Last modified: 2010-03-15 21:03:57 UTC
The Robots Exclusion Standard (http://www.robotstxt.org/orig.html), which defines the syntax of robots.txt files, says, among other things, that: 1. there may not be more than one record with "User-Agent: *", and 2. sections may not contain blank lines. Thus, the only standard-conforming (and thus reasonably reliable) way for users editing the local part of robots.txt, as specific in [[MediaWiki:Robots.txt]], to include rules pertaining to all robots is to include them at the very top with no blank lines preceding them, so that they get appended directly to the "User-Agent: *" section of the global robots.txt. Unfortunately, even this doesn't currently work right, since the global part of Wikimedia's robots.txt contains some blank lines at the end. Please remove said lines or replace them with comments. (Actually, the current implementation is somewhat annoyingly fragile in general. It might be better for MediaWiki itself to parse the content of both the local and global parts of robots.txt (it's not hard), preferably with fairly relaxed parsing rules, and merge them properly into a single file guaranteed to have correct syntax. While it it, the software could try to provide notification of any unrecognized lines and other potential errors detected during the parsing.)
Adding JeLuF to CC, as they wrote this, IIRC.

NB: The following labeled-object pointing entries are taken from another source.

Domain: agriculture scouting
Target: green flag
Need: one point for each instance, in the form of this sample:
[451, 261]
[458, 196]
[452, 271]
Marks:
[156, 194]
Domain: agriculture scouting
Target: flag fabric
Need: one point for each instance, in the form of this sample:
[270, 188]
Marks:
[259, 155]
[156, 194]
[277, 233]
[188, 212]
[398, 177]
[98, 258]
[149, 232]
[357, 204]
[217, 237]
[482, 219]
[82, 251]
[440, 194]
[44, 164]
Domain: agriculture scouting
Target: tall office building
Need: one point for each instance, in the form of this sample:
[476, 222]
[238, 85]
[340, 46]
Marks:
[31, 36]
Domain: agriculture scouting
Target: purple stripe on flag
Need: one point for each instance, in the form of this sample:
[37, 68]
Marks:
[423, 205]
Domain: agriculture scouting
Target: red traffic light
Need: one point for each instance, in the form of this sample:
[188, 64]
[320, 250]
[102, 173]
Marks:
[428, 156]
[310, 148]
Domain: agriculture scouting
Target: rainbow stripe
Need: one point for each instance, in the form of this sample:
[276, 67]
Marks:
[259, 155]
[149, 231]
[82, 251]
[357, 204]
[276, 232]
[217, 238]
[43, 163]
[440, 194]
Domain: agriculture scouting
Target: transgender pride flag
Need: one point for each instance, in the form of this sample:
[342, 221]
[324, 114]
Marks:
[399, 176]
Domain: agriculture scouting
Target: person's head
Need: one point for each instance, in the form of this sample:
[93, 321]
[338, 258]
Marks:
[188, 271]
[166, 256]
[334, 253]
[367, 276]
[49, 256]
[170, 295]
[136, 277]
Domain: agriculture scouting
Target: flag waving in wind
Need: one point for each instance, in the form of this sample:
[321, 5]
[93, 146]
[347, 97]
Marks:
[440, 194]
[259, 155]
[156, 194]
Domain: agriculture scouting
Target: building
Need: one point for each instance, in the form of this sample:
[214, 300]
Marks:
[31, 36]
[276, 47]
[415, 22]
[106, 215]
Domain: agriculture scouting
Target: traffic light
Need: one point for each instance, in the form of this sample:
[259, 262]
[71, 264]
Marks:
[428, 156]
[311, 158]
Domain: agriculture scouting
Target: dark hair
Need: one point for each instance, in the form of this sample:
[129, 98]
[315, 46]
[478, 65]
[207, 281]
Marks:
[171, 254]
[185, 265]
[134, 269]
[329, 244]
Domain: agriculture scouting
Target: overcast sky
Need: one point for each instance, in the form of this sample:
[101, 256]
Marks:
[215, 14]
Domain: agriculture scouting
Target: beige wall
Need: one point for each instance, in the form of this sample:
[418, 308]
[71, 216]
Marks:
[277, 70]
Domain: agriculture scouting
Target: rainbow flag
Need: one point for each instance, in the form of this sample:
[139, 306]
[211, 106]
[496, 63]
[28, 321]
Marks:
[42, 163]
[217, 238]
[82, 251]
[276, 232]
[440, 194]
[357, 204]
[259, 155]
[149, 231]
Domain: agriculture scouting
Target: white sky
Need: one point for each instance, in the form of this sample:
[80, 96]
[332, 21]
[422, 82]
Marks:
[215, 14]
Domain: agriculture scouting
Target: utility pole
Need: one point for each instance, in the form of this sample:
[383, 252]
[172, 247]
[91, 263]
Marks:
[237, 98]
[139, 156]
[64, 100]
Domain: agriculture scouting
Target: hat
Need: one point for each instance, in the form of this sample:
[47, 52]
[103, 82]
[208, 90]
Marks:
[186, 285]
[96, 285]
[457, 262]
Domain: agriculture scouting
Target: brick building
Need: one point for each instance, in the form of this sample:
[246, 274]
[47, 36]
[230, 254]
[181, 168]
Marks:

JeLuF, could you please take a look at this and/or bug 15878? There are reports that search spiders are indexing what they shouldn't be (http://meta.wikimedia.org/w/index.php?title=Talk:Spam_blacklist&oldid=1589272#COIBot_reports_showing_up_in_Google_results).
It's been over a year, would someone please fix this bug? All it should take to fix the immediate issue is to remove the blank lines from the end of the global robots.txt or to replace them with comments.
Fixed. There was a hardcoded \n\n in robots.php causing the problems. Should now be fine.